Raemon comments on Raemon’s Shortform

Raemon 14 Nov 2019 4:52 UTC
6 points
The 2018 Long Review (Notes and Current Plans)
I’ve spent much of the past couple years pushing features that help with the early stages of the intellectual-pipeline – things like shortform, and giving authors moderation tools that let them have the sort of conversation they want (which often is higher-context, and assuming a particular paradigm that the author is operating in)
Early stage ideas benefit from a brainstorming, playful, low-filter environment. I think an appropriate metaphor for those parts of LessWrong are “a couple people in a research department chatting about their ideas.”

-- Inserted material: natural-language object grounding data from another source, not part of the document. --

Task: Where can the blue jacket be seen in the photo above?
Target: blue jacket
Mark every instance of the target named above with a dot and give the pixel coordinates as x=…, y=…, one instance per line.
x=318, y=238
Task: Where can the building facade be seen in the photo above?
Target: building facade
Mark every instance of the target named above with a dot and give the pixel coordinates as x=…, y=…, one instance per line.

But longterm incentives and filters matter a lot as well. I’ve focused on the early stages because that’s where the bottleneck seemed to be, but LessWrong is now at a place where I think we should start prioritizing the later stages of the pipeline – something more analogous to publishing papers, and eventually distilling them into textbooks.
So, here’s the current draft of a plan that I’ve been discussing with other LW Team members:
— The Long Review Format —
Many LessWrong posts are more conceptual than empirical, and it’s hard to tell immediately how useful they are. I think they benefit a lot from hindsight. So, once each year, we could reflect as a group about the best posts of the previous year*, and which them seem to have withstood the tests of time as something useful, true, and (possibly), something that should enter in the LessWrong longterm canon that people are expected to be familiar with.
Here’s my current best guess for the format:
[note: I currently expect the entire process to be fully public, because it’s not really possible for it to be completely private, and “half public” seems like the worst situation to me]
- (1 week) Nomination
  - Users with 1000+ karma can nominate posts from 2018-or-earlier, describing how they found the post useful over the longterm.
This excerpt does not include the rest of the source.